過去曾有研究指出,慢性C型肝炎與B型肝炎相比,前者比較容易造成血管異常增生,但是慢性C型肝炎與B型肝炎所引發的HCC,其中血管異常增生現象的程度及相關機轉是否不同則並不清楚。因此我們首先試圖比較慢性C型肝炎與B型肝炎所引發的HCC病患,對於thalidomide治療的效果是否有差異。我們將在台大醫院與國家衛生院進行的三個有關thalidomide治療HCC的臨床試驗資料合併分析:在112位病患中,血液檢查B型肝炎抗原﹝HBsAg﹞為陽性而C型肝炎抗體﹝anti-HCV﹞為陰性者為B-HCC﹝共61位﹞,HBsAg為陰性而C型肝炎抗體﹝anti-HCV﹞為陽性者為C-HCC﹝共33位﹞。病患對於thalidomide的療效則根據下列定義:(1)根據WHO標準達到完全或是部份緩解;(2)對開始治療前a-FP升高的病患,如果a-FP下降超過50%且持續8星期以上。B-HCC與C-HCC的各項臨床指標除年齡外均無明顯差異。﹝C-HCC, 67.5 ± 7.6 歲; B-HCC, 53.6 ± 13.7 歲, p< 0.001﹞. 對thalidomide治療有8位 B-HCC 及9位 C-HCC 產生療效,整體反應率對於B-HCC為 13.1% (95% 信賴區間4.4 to 21.8%),對於C-HCC為 27.3% (95% 信賴區間11.2 to 43.3%) (p=0.09)。C-HCC病患與B-HCC病患相比,C-HCC病患之平均疾病惡化之時間﹝time to disease progression﹞﹝14.1 星期 vs. 8.3 星期, p=0.03﹞及平均存活時間﹝32.6 星期 vs. 21.4 星期, p=0.08﹞均似乎較佳。在多變數分析的結果中: 肝癌分期﹝CLIP 分數﹞、 病患performance status、以及病毒性肝炎種類﹝HBV或HCV﹞在預測整體存活率時均為獨立之影響變項﹝p<0.01﹞,而只有病毒性肝炎種類在預測疾病惡化之時間﹝time to disease progression﹞時為獨立之影響變項﹝p=0.027﹞。thalidomide對於C-HCC可能具有較好的療效,但這些可能的差異是否是由於抑制血管新生現象所造成則仍有待進一步研究。
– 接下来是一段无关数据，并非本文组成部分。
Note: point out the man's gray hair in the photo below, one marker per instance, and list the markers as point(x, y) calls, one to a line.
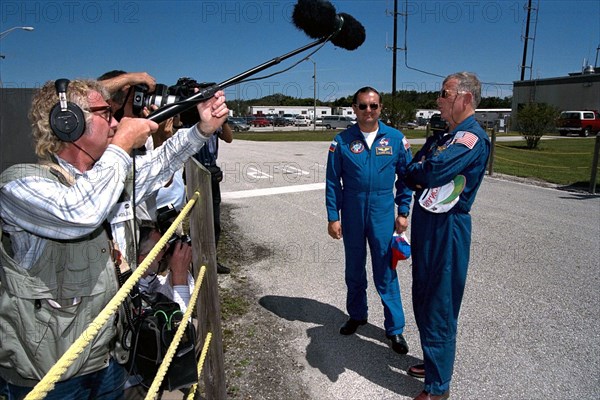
point(468, 82)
我們接下來試圖探討慢性C型肝炎感染引發異常血管新生的可能機轉。C型肝炎病毒的基因轉錄後會合成一個單一的蛋白質。C型肝炎的核心蛋白﹝core protein﹞在此一蛋白質的氨基端,經由宿主細胞中的蛋白脢切下後,在宿主細胞 內會參與調控多種病毒以及宿主基因的表現,包括細胞凋亡﹝apoptosis﹞及細胞惡性轉化﹝transformation﹞。至於HCV core protein或是其他HCV病毒蛋白對於血管增生的可能調控機轉則仍不清楚。
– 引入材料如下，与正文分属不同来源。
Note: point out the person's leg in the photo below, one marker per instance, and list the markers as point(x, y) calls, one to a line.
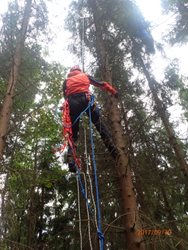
point(77, 104)
point(102, 129)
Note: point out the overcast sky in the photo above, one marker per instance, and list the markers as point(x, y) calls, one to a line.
point(152, 12)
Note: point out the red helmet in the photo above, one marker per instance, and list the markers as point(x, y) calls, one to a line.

我們使用雙槽的共同細胞培養系統﹝two-chamber co-culture system﹞來探討具有HCV core protein表現的癌細胞,對於血管內皮細胞或是巨噬細胞的影響。我們由黃麗華教授處得到一個bicistronic 轉錄病毒載體﹝retroviral vector﹞,可以將HCV core protein 在HeLa細胞內表現。血管內皮細胞是由自然生產或剖腹生產後得到的臍帶製備。將此一表現core protein的癌細胞與血管內皮細胞或是THP-1巨噬細胞株用two-chamber co-culture system共同培養,測量血管內皮細胞或巨噬細胞的細胞增生﹝proliferation assay﹞或是細胞移動﹝migration assay﹞的變化。血管內皮細胞或巨噬細胞種在此一系統的內槽﹝inner chamber﹞而HeLa細胞種在外槽﹝outer chamber﹞。兩槽之間有一polycarbonate membrane,上面有不同大小的孔﹝用於proliferation assay 的為0.4 mM,用於migration assay的為8 mM﹞,膜上舖一層0.1% gelatin作為basement membrane的代替物。
在血管內皮細胞的增生作用部分,可以看出在與帶有C型肝炎核心蛋白的HeLa細胞﹝HeLa-C190﹞共同培養時,血管內皮細胞的增生作用有顯著增加;與僅帶有vector的HeLa細胞﹝HeLa-S2﹞共同培養時則此效應不明顯。在巨噬細胞部分,同樣可以看出在與HeLa-C190細胞共同培養時,巨噬細胞的增生作用均有顯著增加;與HeLa-S2細胞共同培養時則此效應不明顯。而在血管內皮細胞的移行作用部分,雖然與HeLa-C190共同培養時,血管內皮細胞的移行作用也有增加的趨勢,但與HeLa-S2共同培養者相比時則此效應之差異並不明顯。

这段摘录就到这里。